Pass rates scale continuously with the number of calls. The Gemini 2.5 Pro with Goedel Prover configuration reaches its peak pass rate utilizing a maximum of 4.5K Reasoner calls and 11.3K total LLM calls per sample. Models with weaker Reasoners (Gemini 2.5 Flash) require higher inference budgets to reach their respective peak pass rates. Token consumption increases in tandem with pass rate improvements; on MiniF2F, the most challenging problems consume up to 27.0M tokens for the Gemini 2.5 Pro + DeepSeek-Prover-V2 configuration.
Ablation Studies
Performance vs Depth: The effect of the recursive depth \(D\) on subgoal decomposition is evaluated on MiniF2F using Gemini 2.5 Pro and Goedel-Prover-V2-32B. A baseline of \(D=0\) (standalone Prover at pass@4) achieves a 75% pass rate.
Performance increases monotonically with depth. The full system reaches a 98.36% pass rate at \(D=2\) and 98.7% at \(D=3\). An ablated version with the shallow solve mechanism disabled (\(K_{\text{informal passes}} = 0\)) requires a greater recursion depth to reach comparable performance.
Retrieval Ablation: The impact of the Retriever component is tested by comparing the full system against a variant without retrieval.

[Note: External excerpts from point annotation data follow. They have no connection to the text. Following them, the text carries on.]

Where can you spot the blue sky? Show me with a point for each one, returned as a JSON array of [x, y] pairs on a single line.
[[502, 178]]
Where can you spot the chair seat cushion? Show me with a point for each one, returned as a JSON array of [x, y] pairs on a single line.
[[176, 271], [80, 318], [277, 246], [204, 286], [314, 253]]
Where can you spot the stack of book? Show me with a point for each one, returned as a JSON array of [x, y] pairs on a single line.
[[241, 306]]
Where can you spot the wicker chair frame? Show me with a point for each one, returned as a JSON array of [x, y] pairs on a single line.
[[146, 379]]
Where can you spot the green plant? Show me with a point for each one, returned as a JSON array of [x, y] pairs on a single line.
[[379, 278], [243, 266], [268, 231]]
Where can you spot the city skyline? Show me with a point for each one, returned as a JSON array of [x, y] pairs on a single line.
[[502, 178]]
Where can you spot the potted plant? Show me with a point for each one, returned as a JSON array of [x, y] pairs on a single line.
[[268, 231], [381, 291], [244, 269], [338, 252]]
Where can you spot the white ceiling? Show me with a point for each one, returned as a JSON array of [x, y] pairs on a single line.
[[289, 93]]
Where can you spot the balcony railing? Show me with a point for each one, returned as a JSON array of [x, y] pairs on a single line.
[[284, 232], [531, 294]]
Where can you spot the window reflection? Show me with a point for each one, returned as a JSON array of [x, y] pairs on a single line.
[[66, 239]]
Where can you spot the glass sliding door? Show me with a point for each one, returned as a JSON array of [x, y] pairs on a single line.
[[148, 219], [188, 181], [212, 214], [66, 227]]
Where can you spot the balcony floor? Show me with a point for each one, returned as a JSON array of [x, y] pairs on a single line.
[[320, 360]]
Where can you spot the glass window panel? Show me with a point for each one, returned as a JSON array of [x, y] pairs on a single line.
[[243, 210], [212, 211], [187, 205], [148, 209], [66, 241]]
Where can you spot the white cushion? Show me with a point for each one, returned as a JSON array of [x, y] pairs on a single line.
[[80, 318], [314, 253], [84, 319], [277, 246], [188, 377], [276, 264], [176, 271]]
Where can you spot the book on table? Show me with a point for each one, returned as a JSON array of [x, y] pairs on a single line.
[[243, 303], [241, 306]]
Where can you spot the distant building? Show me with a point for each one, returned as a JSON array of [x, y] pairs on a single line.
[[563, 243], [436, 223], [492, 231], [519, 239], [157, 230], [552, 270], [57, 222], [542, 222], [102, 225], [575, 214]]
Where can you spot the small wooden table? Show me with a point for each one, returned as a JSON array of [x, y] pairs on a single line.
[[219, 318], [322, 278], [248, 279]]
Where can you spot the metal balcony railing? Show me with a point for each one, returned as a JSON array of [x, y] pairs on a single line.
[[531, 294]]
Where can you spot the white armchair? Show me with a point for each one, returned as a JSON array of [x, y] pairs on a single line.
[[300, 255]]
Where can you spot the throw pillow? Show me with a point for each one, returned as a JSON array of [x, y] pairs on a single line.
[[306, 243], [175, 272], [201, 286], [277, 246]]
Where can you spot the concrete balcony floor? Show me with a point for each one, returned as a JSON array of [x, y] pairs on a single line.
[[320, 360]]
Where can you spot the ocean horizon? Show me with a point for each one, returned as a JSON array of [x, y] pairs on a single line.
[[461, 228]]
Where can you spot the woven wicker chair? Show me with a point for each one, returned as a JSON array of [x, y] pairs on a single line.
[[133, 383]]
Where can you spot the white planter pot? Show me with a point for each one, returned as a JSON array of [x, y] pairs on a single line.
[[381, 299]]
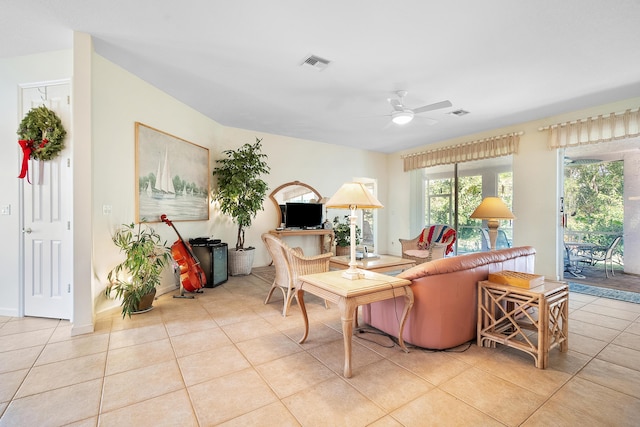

Including retrieval increases the pass rate and decreases inference-time compute utilization. For the DeepSeek-Prover-V2-7B configuration, retrieval increases the pass rate from 97.1% to 98.4%, reduces average Reasoner calls per problem from 426 to 420, and lowers average Reasoner tokens from 2.1M to 1.9M. For the Goedel-Prover-V2-32B configuration, retrieval increases the pass rate from 97.9% to 99.2%, while decreasing average Reasoner calls from 862 to 548 and average Reasoner tokens from 4.0M to 2.3M.